Barbacoa is beef that dreams of being pulled pork. Slow-cooked with chipotle, garlic, cumin, and cloves until it falls apart with a spoon. Stuff it into tortillas. Add onion and cilantro. This is taco heaven.

Serves 6-8 (makes about 20 tacos).
Step-by-Step Instructions
Make Sauce
In a blender, combine chipotle peppers, adobo sauce, garlic, cumin, oregano, cloves, salt, beef broth, lime juice, and vinegar. Blend until smooth.
Slow Cook
Place beef chunks in a slow cooker or Dutch oven.
Pour sauce over the beef. Add bay leaves.
Slow cooker: Cook on LOW for 8 hours or HIGH for 5-6 hours.

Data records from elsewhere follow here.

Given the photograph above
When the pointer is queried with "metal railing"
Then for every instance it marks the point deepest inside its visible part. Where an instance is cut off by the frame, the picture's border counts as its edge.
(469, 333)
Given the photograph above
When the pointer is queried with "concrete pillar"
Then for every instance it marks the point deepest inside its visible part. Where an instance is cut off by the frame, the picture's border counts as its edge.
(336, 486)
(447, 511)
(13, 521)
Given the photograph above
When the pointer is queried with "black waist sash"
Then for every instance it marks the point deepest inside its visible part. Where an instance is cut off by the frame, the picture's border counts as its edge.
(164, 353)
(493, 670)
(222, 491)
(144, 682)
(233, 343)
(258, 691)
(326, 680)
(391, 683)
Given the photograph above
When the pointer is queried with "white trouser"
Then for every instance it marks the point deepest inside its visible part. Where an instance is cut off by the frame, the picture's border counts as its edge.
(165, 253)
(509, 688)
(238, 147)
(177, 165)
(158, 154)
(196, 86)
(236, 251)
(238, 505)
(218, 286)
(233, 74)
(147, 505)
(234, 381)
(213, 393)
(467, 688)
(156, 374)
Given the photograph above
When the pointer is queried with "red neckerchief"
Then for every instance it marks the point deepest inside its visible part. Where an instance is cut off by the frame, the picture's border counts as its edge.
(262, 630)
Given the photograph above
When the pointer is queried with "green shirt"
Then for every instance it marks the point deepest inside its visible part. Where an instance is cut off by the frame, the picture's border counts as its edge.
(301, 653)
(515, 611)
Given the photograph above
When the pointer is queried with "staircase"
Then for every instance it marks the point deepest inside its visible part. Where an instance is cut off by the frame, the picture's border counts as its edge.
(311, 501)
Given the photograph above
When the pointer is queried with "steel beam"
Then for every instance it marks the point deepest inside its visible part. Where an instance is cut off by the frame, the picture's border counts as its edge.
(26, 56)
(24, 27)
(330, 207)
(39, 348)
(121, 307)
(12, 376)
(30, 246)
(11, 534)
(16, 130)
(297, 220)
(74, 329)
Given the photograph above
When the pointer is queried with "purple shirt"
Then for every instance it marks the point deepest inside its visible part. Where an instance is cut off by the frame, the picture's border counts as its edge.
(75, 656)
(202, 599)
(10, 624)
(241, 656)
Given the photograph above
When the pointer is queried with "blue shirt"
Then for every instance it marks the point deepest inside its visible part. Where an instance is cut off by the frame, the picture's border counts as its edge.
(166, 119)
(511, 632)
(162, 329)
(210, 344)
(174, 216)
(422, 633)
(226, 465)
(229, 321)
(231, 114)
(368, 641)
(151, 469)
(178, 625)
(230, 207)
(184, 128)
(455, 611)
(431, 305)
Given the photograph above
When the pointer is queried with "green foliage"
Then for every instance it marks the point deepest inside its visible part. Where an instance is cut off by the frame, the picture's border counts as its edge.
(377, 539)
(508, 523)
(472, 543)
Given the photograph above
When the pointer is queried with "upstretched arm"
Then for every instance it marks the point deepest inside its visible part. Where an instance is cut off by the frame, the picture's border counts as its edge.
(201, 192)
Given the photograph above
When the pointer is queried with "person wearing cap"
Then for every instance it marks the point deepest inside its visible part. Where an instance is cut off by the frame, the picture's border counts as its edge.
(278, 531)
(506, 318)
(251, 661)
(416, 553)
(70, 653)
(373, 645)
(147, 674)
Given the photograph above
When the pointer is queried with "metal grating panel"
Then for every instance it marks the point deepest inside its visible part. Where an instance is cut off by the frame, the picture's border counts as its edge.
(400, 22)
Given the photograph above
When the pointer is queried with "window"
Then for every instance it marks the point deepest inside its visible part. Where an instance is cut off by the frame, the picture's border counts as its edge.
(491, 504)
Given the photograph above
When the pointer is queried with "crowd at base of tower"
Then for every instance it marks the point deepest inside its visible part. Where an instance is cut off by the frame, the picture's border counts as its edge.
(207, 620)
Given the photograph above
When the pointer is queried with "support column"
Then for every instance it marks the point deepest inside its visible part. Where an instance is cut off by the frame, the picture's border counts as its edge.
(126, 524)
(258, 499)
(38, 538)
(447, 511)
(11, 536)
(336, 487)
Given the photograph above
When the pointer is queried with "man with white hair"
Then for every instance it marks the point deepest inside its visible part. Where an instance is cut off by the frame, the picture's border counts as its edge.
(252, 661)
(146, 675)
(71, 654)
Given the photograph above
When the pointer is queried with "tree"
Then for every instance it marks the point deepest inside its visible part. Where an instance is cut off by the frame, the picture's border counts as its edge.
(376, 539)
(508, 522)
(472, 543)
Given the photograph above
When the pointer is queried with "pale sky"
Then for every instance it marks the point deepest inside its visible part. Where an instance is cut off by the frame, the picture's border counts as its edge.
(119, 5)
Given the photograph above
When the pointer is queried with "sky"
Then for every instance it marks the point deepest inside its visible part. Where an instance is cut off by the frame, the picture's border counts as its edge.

Oven: Cover and bake at 325°F (160°C) for 3½ – 4 hours.
Shred
Remove beef from the pot. Shred with two forks. Discard bay leaves and any large fat pieces.
Return shredded beef to the pot and toss in the juices. Season with more salt if needed.
Assemble Tacos
Warm tortillas on a dry skillet or over a gas flame.
Pile barbacoa onto tortillas. Top with onion, cilantro, and a squeeze of lime.
Serve
Serve with salsa on the side. Eat three. Then four. No judgment.
Summary
Prep Time: 15 min | Cook Time: 4-8 hours | Total: 4-8 hours
Yield: 6-8 servings | Difficulty: Easy (requires time)
Storage Notes
Fridge: 5 days. Freezer: 3 months (in its juices). Reheat in a skillet or microwave. Barbacoa gets even better the next day — flavors meld overnight. Make a double batch.